Furthermore, in order to discuss the restoration effect on grain boundary, the image segmentation and edge detection methods are applied on Figure 11b,f. Figure 12 shows the comparison of grain boundaries for the second damaged image. As illustrated in Figure 12a, the grain boundaries with small size (see the red circle) are still relatively obscure, and the grain number cannot be estimated accurately. After recovery via the proposed algorithm, the grain boundaries and grain number have a greater improvement, and are increasing. Compared with Figure 12a, it should be noted from Figure 12b that a larger number of continuous lamellar (plate-like) structures are recovered, and some breakpoints are reconnected by the proposed method, image segmentation, and edge detection method, meanwhile, the grain number will be increased via the image pro-plus software. Due to that the ideal microstructure image is unknown, comparing Figure 11 and Figure 12, some data that may not show in ideal microstructure image might be created (thus over-correcting), this phenomenon might be improved by adjusting parameter q. Generally, for the SPSR method, the reconstruction effect and sharpness degree will be further improved when the regular operator q that is selected is much smaller, such as q = 0.1. However, the running time with q = 0.1 also became much longer. In this work, the regular operator q is selected to 0.5, as one can find in Table 5, that the running time of the proposed method (3371.2670 s) is much longer than wavelet packet (0.4969) and other sparse representation methods (DCT + OMP is 165.4376 s, and KSVD + OMP is 2928.2968 s) due to dictionary training and its iteration operations, thus, the faster calculation method based on adaptive selection method of regular operator q will be explored in future studies for eliminating the drawback of over-correcting.

5. Conclusions

To address the image restoration problem, a new image reconstruction technique for microstructure image based on KSVD and smoothing penalty sparse representation (SPSR) algorithm is proposed in this paper. In image sparse representation, traditional orthogonal basis functions are replaced by trained KSVD dictionary, and the trained KSVD dictionary represents the sparse characterization of block sub-image probably due to the traditional sparse representation methods that may cause instability and obvious artifacts in the reconstructed image, especially for the restoration of microstructure images, including some smooth regions, or when the noise level is strong.
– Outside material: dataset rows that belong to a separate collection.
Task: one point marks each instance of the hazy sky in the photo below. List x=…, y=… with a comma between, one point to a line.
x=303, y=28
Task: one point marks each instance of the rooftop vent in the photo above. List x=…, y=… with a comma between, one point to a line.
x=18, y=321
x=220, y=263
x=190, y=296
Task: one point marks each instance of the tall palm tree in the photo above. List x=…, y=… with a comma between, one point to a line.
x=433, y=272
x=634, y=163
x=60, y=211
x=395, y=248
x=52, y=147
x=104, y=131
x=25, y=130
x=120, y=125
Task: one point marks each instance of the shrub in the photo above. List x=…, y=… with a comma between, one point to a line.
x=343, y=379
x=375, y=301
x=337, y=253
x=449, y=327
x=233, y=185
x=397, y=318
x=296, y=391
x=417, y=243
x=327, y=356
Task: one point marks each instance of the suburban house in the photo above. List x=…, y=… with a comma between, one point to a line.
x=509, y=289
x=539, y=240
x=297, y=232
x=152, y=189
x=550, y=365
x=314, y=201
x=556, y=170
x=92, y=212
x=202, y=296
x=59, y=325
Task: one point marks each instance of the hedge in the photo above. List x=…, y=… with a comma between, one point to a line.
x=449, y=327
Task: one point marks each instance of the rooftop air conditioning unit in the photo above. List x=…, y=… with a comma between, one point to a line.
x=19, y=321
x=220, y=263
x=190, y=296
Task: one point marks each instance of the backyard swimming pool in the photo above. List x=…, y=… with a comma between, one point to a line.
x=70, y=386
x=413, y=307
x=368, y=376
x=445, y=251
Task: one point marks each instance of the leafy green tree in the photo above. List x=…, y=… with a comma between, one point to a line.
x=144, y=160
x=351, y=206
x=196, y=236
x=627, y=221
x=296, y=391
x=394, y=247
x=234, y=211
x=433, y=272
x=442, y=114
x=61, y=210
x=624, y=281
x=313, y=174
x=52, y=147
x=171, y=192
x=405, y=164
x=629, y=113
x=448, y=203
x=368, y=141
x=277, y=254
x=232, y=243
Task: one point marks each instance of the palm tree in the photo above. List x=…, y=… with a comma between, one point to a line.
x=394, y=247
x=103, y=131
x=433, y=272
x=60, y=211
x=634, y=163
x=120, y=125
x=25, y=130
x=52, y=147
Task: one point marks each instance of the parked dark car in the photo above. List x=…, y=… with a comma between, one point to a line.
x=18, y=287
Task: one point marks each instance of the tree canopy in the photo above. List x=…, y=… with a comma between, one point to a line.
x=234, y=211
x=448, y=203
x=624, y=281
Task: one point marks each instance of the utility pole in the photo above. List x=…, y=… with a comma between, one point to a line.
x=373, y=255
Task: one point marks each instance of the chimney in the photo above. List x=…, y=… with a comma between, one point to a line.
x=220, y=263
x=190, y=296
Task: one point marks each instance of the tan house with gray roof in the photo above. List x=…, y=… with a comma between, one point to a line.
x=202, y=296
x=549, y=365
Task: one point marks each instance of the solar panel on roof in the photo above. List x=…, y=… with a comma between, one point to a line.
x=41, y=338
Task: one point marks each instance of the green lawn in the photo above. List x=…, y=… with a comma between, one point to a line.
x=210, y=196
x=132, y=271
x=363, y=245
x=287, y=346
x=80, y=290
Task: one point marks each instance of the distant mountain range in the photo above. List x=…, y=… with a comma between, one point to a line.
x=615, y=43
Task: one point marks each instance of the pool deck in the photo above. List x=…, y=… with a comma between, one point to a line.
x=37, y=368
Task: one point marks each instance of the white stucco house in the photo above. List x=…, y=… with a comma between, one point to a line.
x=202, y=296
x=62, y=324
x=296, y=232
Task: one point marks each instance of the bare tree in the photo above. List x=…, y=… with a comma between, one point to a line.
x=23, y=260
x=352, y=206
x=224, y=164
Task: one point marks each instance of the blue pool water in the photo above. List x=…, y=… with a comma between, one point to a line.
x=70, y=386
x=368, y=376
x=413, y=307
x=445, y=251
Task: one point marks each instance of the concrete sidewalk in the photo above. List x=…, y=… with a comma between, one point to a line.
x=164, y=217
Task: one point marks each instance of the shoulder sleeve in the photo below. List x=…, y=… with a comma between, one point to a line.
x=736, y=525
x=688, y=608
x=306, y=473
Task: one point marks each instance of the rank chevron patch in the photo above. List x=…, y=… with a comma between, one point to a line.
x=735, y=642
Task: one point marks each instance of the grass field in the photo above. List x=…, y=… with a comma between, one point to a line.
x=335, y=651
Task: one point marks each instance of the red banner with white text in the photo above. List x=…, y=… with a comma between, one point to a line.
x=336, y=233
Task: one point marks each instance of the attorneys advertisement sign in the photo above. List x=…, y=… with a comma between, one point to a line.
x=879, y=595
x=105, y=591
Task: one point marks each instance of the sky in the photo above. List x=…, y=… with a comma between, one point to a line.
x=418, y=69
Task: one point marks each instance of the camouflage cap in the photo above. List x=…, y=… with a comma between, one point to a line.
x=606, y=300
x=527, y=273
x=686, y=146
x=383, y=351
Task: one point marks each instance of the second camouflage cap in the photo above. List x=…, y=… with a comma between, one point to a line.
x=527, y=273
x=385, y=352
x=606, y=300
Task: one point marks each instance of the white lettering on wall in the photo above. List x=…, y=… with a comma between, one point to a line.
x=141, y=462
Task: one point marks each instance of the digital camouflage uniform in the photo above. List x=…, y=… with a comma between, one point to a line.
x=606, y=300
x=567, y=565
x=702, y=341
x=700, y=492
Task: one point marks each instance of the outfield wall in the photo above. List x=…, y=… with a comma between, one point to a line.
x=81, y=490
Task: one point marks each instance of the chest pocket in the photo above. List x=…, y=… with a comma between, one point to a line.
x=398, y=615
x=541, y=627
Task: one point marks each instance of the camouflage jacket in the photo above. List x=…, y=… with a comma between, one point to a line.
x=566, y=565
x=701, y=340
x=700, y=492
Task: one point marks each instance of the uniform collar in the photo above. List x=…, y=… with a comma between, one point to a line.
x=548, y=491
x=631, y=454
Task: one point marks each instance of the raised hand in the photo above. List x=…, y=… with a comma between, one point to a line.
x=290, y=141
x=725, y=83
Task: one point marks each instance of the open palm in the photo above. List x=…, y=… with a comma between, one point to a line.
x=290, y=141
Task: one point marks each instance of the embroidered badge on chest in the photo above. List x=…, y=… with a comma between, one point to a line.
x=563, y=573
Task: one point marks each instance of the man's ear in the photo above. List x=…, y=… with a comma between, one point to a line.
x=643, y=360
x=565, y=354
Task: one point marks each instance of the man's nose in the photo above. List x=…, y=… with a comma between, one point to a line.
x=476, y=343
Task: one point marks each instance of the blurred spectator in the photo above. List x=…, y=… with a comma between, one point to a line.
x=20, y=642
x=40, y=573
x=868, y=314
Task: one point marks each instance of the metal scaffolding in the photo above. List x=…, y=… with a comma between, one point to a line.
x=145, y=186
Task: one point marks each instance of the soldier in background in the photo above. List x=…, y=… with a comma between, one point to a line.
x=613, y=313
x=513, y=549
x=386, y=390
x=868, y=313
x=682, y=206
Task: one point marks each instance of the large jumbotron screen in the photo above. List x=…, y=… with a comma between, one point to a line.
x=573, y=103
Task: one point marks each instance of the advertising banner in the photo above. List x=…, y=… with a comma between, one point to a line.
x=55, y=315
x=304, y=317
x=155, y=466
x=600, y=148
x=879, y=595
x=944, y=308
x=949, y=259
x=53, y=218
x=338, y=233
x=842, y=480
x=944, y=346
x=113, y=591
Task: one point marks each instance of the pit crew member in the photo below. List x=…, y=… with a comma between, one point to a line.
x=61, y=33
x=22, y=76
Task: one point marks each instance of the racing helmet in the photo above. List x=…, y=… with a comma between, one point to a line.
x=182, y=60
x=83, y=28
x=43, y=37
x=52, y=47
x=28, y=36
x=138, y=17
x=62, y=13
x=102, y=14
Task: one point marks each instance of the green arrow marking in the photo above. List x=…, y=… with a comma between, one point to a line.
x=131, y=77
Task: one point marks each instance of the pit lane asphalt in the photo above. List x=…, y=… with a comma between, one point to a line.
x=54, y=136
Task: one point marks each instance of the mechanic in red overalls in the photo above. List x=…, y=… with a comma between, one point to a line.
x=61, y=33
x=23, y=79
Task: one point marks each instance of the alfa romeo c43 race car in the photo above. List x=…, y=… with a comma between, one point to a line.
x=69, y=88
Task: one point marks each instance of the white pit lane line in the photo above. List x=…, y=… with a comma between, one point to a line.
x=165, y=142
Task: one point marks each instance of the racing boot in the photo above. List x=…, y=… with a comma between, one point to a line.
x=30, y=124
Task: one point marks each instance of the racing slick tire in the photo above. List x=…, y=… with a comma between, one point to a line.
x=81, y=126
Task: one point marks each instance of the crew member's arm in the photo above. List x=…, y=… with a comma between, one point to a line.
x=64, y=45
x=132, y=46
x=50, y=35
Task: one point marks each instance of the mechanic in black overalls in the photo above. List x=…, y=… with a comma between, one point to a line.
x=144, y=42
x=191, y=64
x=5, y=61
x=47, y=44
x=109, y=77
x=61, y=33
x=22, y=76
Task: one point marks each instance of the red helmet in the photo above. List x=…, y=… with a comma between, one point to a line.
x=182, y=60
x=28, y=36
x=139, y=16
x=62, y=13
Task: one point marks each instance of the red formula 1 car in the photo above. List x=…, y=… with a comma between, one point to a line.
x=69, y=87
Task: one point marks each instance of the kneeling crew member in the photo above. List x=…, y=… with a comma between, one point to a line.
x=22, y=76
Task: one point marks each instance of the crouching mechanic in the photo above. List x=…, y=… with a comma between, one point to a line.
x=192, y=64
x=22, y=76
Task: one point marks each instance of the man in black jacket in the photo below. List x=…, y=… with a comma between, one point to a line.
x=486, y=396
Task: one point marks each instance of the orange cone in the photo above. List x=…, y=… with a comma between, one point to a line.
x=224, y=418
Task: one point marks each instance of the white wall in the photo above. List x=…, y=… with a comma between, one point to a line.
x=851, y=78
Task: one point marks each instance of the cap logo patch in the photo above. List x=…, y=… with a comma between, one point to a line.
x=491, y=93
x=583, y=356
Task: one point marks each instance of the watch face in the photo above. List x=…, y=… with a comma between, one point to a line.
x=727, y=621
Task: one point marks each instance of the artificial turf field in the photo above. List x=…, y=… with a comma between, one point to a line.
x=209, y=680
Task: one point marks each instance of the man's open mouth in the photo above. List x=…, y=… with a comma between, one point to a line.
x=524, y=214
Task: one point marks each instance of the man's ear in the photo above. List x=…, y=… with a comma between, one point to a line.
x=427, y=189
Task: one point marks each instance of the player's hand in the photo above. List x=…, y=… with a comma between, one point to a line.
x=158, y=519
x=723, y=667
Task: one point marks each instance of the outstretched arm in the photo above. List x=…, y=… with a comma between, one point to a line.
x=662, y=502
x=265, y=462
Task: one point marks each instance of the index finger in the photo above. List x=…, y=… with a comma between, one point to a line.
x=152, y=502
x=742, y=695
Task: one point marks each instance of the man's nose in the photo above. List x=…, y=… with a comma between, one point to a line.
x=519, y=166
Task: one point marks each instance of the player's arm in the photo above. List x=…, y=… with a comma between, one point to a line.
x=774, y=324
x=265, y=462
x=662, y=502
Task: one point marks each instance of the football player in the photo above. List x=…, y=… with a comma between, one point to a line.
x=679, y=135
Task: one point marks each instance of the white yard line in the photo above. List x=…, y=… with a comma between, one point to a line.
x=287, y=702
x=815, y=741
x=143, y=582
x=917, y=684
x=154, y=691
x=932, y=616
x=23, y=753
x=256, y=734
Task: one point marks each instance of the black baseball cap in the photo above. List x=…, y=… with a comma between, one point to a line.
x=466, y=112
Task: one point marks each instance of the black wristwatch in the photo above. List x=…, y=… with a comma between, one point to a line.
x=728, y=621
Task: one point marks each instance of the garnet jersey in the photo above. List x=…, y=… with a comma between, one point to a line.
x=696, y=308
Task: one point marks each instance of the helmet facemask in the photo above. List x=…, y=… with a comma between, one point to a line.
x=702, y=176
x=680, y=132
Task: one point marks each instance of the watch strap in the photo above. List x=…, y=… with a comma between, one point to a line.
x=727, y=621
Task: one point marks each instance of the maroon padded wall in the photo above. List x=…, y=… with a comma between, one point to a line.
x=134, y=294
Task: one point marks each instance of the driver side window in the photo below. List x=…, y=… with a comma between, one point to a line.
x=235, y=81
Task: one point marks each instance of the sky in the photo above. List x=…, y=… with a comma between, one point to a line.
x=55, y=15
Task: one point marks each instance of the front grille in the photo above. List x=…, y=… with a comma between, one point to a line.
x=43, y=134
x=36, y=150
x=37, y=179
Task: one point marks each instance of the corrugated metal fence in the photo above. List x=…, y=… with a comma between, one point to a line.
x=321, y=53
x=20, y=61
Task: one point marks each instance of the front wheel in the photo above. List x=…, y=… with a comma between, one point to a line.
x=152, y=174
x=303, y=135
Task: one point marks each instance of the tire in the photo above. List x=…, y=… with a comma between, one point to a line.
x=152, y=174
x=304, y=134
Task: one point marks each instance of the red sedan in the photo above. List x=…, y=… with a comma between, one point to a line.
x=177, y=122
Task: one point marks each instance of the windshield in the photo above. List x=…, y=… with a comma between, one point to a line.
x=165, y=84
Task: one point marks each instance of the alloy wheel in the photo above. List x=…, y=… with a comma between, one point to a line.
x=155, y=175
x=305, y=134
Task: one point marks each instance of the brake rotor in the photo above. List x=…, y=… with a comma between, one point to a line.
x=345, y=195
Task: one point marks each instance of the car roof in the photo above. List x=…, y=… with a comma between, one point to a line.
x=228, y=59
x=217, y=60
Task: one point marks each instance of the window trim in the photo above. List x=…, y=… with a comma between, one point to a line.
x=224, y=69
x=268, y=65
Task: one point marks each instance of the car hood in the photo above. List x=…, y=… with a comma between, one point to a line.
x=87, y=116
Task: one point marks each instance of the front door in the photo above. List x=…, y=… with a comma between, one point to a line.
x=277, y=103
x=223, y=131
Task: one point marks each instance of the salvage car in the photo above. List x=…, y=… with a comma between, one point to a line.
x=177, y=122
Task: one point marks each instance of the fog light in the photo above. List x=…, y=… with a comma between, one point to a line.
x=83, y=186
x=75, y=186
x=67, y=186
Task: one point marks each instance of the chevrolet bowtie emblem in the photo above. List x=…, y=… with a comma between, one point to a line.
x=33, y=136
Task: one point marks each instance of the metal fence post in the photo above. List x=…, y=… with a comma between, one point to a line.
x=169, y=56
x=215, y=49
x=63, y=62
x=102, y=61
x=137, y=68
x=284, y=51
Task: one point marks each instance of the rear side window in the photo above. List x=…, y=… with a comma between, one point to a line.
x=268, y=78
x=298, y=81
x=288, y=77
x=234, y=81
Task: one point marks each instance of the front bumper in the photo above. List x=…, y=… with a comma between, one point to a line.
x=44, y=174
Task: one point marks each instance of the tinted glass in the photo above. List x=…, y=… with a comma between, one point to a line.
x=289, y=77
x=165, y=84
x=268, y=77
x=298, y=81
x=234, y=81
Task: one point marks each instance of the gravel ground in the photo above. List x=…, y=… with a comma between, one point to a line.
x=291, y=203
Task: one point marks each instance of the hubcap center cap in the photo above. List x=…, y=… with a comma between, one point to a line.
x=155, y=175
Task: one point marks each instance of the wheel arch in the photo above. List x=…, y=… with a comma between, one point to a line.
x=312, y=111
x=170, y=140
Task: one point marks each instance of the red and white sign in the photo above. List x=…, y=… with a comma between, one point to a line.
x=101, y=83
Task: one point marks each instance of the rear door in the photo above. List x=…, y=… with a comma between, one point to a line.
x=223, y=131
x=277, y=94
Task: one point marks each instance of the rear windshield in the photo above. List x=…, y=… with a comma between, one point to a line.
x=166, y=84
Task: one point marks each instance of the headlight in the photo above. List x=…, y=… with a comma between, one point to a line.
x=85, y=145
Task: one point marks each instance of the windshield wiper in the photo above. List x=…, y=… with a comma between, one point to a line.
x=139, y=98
The proposed algorithm can overcome the above issues, which improves the reconstruction accuracy significantly. Moreover, the damaged microstructure image usually brings statistics missing in the analysis of microstructure grain parameters, and the proposed method can effectively address this drawback, which has a high engineering application value in metal materials, manufacturing, and microstructure fields.

Although the proposed method improves the reconstruction quality significantly, it still needs future improvements, where the complexity level and computational time of the proposed approach is rather high, due to dictionary training and its iteration operations. It is suggested that faster calculation methods will be explored in future studies.